Dentro deste campo, Jessop refere como proponentes alternativos: relatório Stiglitz; soluções regionais autónomas que procuram o seu afastamento das soluções do Norte Mundial (ALBA e Fórum Monetário Asiático); reajustamente na relação capital/trabalho para promover emprego e trabalho decente; incrementar a ligação entre desenvolvimento económico e protecção social; investimento nos pobres; estratégias de desenvolvimento alternativo, reformas fiscais, encerramento dos offshores e taxação das transacções financeiras; Proliferação de outros paradigmas (Forúm Social Mundial).

Apesar das interpretações sobre a crise serem variadas, tal como fora explicitado, as soluções dominantes provieram da mesma narrativa, que desde os anos 70/80 estabeleceu as condições e as contradições para que ela se concretizasse.

Apesar de se ter registado durante um curto espaço de tempo uma aparente brisa de mudança por parte dos governadores económicos e políticos, que poderia apontar para uma vontade – confrontada com a dureza empírica do colapso económico e financeiro – de rumo diferente, isso não se veio a registar, podendo-se determinar hoje, que toda essa janela, foi essencial para a materialização de uma nova narrativa. A culpabilização dos mercados financeiros e da ganância dos banqueiros, transformou-se numa retórica de culpabilização dos comuns e de obrigatoriedade dos estados adoptarem medidas intervencionistas de “salvação” do capital financeiro, em detrimento da economia real.

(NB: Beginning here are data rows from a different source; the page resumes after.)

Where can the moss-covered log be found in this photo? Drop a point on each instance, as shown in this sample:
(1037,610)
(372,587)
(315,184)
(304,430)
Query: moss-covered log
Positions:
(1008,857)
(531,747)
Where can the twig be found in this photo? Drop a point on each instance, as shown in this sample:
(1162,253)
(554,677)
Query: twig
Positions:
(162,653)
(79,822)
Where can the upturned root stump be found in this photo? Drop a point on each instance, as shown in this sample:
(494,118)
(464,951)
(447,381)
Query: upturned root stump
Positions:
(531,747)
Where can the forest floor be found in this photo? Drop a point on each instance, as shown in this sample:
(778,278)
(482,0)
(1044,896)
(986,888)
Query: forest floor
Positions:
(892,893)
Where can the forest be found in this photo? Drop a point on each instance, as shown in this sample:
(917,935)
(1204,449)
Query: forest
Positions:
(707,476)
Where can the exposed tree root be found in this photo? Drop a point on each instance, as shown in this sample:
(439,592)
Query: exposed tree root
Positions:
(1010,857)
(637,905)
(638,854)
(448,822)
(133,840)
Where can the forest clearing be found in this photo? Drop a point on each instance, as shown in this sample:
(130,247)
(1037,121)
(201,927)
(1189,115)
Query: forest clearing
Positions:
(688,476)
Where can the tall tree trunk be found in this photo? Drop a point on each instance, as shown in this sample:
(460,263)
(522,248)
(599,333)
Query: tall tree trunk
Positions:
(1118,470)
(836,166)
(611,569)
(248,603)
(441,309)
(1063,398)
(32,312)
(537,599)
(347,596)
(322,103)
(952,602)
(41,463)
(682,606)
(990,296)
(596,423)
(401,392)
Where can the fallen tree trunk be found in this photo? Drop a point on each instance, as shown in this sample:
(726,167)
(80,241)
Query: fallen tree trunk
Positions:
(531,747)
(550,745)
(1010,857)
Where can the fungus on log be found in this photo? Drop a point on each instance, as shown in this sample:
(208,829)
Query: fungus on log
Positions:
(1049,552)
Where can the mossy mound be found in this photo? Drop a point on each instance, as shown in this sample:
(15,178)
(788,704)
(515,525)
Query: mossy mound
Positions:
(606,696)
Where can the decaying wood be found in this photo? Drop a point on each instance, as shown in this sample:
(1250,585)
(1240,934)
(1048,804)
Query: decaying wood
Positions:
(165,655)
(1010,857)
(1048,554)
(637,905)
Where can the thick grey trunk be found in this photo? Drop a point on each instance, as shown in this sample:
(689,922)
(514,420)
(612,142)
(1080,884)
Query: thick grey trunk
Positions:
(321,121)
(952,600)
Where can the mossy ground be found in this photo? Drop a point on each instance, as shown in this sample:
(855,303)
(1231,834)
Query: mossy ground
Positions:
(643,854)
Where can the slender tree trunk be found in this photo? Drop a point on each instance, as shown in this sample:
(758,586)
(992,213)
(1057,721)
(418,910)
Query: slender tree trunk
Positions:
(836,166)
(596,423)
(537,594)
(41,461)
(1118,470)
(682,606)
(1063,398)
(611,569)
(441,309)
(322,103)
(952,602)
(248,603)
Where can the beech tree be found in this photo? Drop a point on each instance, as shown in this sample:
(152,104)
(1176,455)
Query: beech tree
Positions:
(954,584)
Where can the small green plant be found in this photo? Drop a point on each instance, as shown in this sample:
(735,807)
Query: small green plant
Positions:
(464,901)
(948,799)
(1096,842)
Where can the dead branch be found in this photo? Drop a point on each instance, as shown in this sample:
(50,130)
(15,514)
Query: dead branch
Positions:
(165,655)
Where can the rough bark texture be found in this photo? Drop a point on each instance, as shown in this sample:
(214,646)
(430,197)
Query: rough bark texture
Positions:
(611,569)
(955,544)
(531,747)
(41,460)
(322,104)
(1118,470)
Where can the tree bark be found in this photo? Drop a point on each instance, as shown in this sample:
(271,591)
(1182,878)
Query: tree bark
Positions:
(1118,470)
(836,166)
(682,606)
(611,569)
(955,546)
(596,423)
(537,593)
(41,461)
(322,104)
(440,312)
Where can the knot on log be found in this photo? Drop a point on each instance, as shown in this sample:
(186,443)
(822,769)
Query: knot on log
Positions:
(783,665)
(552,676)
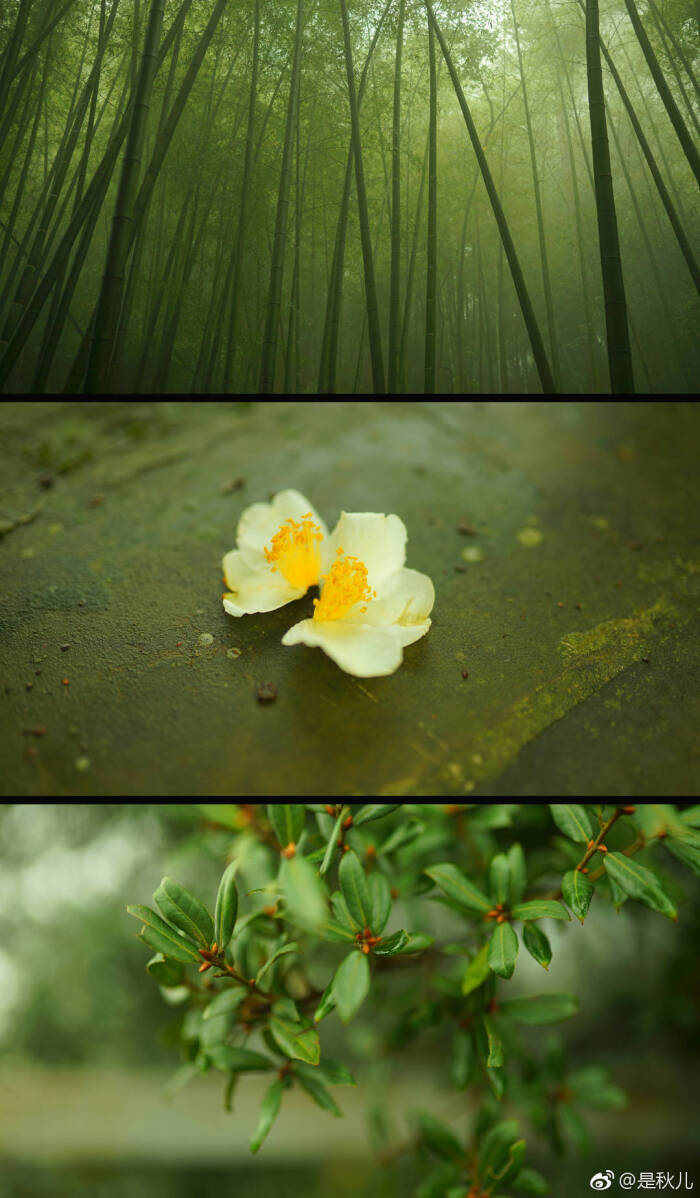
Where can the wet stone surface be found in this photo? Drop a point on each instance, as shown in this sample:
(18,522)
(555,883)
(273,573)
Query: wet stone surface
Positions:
(562,658)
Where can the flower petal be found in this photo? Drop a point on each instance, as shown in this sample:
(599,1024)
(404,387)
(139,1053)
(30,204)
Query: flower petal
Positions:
(260,521)
(360,649)
(254,590)
(378,540)
(404,598)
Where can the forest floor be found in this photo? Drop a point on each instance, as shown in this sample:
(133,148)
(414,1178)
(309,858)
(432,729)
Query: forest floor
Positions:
(561,538)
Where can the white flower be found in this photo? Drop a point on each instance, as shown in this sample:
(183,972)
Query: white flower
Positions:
(370,605)
(277,558)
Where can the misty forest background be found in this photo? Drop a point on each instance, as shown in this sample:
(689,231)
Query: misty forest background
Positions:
(349,195)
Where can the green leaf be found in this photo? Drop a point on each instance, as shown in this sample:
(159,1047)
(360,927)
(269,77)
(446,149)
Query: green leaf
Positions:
(166,973)
(530,1181)
(537,944)
(185,912)
(577,891)
(293,947)
(331,930)
(319,1093)
(374,811)
(462,1059)
(295,1039)
(227,908)
(416,942)
(573,821)
(539,908)
(160,936)
(303,891)
(639,883)
(391,944)
(355,889)
(500,879)
(477,970)
(342,913)
(539,1008)
(330,853)
(326,1004)
(494,1149)
(269,1112)
(330,1072)
(224,1003)
(458,888)
(518,872)
(495,1047)
(440,1138)
(351,984)
(514,1162)
(502,950)
(237,1060)
(687,851)
(379,901)
(592,1089)
(288,820)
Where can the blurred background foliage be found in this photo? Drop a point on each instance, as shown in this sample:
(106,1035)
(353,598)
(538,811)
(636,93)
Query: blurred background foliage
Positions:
(76,1003)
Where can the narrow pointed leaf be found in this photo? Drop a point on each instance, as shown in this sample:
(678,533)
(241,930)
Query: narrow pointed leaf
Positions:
(227,908)
(539,908)
(639,883)
(296,1041)
(374,811)
(355,889)
(160,936)
(351,985)
(537,944)
(476,972)
(288,821)
(182,909)
(573,821)
(502,950)
(458,888)
(577,891)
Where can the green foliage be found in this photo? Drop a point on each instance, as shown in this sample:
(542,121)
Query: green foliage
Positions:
(319,936)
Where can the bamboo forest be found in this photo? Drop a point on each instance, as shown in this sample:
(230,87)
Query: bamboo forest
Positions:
(351,197)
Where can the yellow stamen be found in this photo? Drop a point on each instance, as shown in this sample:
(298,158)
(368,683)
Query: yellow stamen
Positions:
(295,554)
(345,584)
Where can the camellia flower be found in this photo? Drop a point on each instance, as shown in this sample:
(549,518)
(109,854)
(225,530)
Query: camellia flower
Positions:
(370,605)
(277,558)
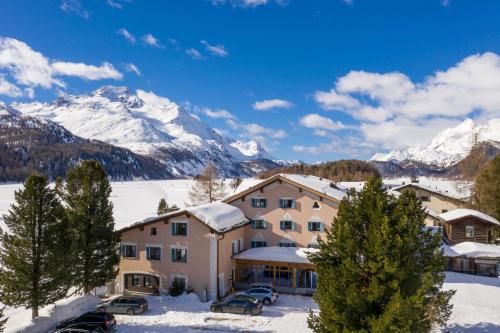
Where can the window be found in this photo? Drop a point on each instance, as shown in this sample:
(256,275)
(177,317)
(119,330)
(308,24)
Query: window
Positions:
(128,250)
(287,243)
(179,229)
(179,255)
(259,202)
(259,224)
(136,280)
(153,252)
(287,203)
(287,225)
(180,281)
(424,198)
(315,226)
(255,244)
(469,231)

A velocidade com que se passou do julgamento dos administradores da Goldman Sachs para a necessidade de reduzir a despesa pública, foi estonteante. A atenção pública foi de forma célere reorientada para a necessidade de reduzir os serviços públicos, os trabalhadores do aparelho de estado, cortar os salários e pôr fim às “gorduras do estado”, caso contrário não se conseguiria “acalmar os mercados” e recuperar a confiança dos credores.

Notas

1. Bob Jessop é professor na Universidade de Lancaster.